A man finds an abandoned baby in the dark alley where he lives and saves her life. Many years later, they meet again. Some children are born into a cradle of gold, cherished, loved, and wanted. Others are not so fortunate. One late fall afternoon, Jeffrey Miller, 37, and self-confessed drunk, found one of the unfortunate ones.
He was walking into the alley where he usually spent his afternoons when he heard a strange sound. At first, he thought it was a cat, but as he drew closer, he realized it was a baby crying. There was a baby lying next to the dumpster on a pile of dead leaves. Jeffrey was stunned. A baby here?
Who would leave a baby next to a dumpster in an alley where rats could get at it? Quickly, he picked up the child and saw that it was very young, maybe just days old. “Oh,” cried Jeffrey, rocking the whimpering child. “Oh, we are in trouble.” He didn’t know what to do.
Jeffrey had been raised in foster care after his parents died, and he had been very unlucky. For Jeffrey, handing the baby to Child Services would be like sending it to certain torture. “What can I do?” he wondered. So he went to a shelter he knew and spoke to the nun who ran it.
He told her the baby was his, that he’d had a relationship with a homeless woman who had now abandoned the child, and he asked for her help for formula and diapers for the first few months. Jeffrey managed to keep the baby clean and fed, but then winter arrived. How could he keep such a small baby on the streets in winter? Then he had an idea. Every day, he panhandled outside a big Wall Street firm, and there was a tall, thin woman who always gave him money and said a few kind words.
Jeffrey decided that she would be the perfect mother for his baby. He walked up to her. “Hello,” he said. “Would you take my baby, please? It’s getting so cold.
I’m afraid she’ll die.” The woman he had chosen was Deborah Sylvester, a high-powered financial consultant, single, and with no children. She looked from Jeffrey’s desperate, bearded face to the baby’s sweet smile. “I can’t take a baby,” Deborah gasped. “Please,” said Jeffrey.

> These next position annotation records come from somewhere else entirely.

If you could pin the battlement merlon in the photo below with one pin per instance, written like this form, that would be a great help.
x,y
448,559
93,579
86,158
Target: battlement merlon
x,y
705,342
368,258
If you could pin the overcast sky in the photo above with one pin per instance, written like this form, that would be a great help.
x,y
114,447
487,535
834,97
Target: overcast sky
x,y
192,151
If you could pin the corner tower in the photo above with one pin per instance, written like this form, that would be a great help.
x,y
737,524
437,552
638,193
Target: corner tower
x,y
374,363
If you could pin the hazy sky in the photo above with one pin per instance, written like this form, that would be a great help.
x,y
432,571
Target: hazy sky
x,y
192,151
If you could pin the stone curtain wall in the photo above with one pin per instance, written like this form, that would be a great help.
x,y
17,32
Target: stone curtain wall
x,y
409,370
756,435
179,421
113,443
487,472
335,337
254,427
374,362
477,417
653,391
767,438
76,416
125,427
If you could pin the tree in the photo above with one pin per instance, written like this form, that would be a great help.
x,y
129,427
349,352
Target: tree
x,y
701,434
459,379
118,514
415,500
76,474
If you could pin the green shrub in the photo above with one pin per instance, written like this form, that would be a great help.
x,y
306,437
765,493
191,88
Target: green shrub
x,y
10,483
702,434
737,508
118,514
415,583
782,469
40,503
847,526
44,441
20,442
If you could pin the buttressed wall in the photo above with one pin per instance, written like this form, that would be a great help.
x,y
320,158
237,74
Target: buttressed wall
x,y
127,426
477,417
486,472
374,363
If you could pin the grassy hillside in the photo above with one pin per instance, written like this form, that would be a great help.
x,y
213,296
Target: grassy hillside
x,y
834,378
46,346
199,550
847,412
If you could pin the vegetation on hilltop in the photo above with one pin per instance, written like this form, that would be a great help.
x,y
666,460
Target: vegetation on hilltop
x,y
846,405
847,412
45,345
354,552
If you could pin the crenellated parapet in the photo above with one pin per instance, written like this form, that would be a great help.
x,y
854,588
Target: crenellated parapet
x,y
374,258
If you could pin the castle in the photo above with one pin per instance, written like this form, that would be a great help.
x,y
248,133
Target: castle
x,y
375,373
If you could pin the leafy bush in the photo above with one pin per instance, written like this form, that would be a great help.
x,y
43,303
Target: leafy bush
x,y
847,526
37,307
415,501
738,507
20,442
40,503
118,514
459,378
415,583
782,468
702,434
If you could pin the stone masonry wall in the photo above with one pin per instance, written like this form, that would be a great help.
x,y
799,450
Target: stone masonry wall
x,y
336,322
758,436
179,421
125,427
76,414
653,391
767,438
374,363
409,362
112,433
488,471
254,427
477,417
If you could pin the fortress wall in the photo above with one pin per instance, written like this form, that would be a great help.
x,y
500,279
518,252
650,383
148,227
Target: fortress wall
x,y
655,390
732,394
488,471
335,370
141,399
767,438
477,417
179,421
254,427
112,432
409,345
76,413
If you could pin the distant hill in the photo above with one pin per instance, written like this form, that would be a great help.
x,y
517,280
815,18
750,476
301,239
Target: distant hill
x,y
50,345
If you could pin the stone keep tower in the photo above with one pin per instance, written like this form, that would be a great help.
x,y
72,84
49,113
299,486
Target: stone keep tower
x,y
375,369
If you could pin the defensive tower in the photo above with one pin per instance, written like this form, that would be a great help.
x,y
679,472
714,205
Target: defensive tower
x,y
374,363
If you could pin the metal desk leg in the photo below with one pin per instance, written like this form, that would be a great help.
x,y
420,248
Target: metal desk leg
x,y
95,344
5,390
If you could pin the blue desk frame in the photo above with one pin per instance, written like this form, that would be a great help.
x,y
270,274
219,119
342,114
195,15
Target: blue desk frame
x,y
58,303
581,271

“Her name is Julia, and she’s lovely.” Jeffrey shoved the baby into Deborah’s arms and started walking away. “Wait,” cried Deborah. “What’s your name?” “I’m Jeffrey,” he said.
“You can tell her Jeffrey Miller loved her.” That night, Jeffrey huddled in the shelter with empty arms and found that he had tears running down his face. He whispered, “What does a madman like me have to offer a baby?” Jeffrey’s life didn’t get any easier after he gave Deborah the baby. When he had Julia, he had stopped drinking, but now he took up his old addiction again.
This went from bad to worse, and 16 years later, Jeffrey believed he was at the end of the road. He was sleeping huddled under a bridge in Central Park one afternoon when someone shone a flashlight in his face. “Jeffrey Miller?” asked a young voice. He held up a hand to shield his eyes.
It was a young, beautiful girl with big, golden eyes and a gentle smile. “I used to be Jeffrey Miller,” he said. “And who are you?” The girl gave a happy cry and threw her arms around him. “I’m Julia.
I’m the baby you saved, and I’m here with my mother.” Then Julia told Jeffrey her story. Deborah had decided to keep Julia and adopted her but never told her. One day, when she was looking for old photos for a school project, Julia found the adoption papers. It was then that Deborah told her about Jeffrey Miller, the man who had saved her and struggled to keep her safe and healthy on the New York streets.
“Mom, we have to find him,” cried Julia. “We have to help him as he helped me.” And so had begun a search of every homeless shelter and halfway house in New York, and now they had finally found him. But Jeffrey shook his head. “No good, Julia.
I’m too old and broken to change.” Julia looked him right in the eye. “Don’t you dare give up on yourself, Jeffrey Miller, because I’m not giving up on you.” Deborah got Jeffrey into a rehab facility, and when he came out three months later, he was a different man. Deborah got him a job and found him a little apartment all his own.
It wasn’t easy, of course, but Jeffrey had Julia with him every step of the way, making sure he stayed on the wagon. Jeffrey Miller was a changed man. He finally had something to live for: a family, hope, and love.